Brad Mehldau Highway Rider Review

Released 2010.  

BBC Review

The pianist’s latest is a concept album with an odyssey-like subtext.

Kevin Le Gendre 2010

Such is the cult of the soloist in contemporary jazz that other elements of the creative equation are often overlooked. One is the sideman; the other is the producer. In the case of Highway Rider, the input of Jon Brion, in the latter role, is crucial insofar as he has made this latest release by Mehladu, the pianist greatly lauded by the critical establishment in the last 15 years, a work that stretches the artist’s conceptual scope without stifling his essence.

This is largely recognisable as a ‘Brad’ record for the customarily tremulous, at times wry stance at the keyboard. But its expansive palette of lush orchestral textures and subtle nuances of dance music, mostly a shadowy 4hero-style drum’n’bass, bespeaks a bigger conversation with Brion on how to reach beyond jazz parameters while avoiding any obtuse forays into ‘fusion’. This is something the pair first did quite enticingly on 2002’s Largo. Spread over two discs, this new work is possibly Mehldau’s epic or saga-like statement, something appropriate for this middle stage of his career, and the appearance of the orchestra on every couple of tracks to augment Mehldau’s trio – bassist Larry Grenadier and drummer Jeff Ballard are joined by another drummer, Matt Chamberlain and tenor/soprano saxophonist Joshua Redman – is a rich bonding agent among the assemblage of sonic building materials.

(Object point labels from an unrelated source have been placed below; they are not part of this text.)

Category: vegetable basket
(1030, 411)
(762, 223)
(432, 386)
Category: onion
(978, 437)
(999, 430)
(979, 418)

The use of the brooding, muted tonalities of French horn or bassoon among the evanescent strings provides smart support to the band, and occasionally the slurred motifs evoke an eerie bandoneon in a very haunted tango. In fact, there is a considerable melancholy, almost like a dark cloud that constantly threatens to break, floating over the whole set and the icier, stark harmonies of some of the strings vaguely evoke Ramsey Lewis’s 60s work with Charles Stepney.

Then again, Highway Rider is a concept album with an odyssey-like subtext. It is not a ‘chops’ fest where the solo is the song, but a work where the song is the song. Good producers are vital to this kind of endeavour, so credit where it’s due.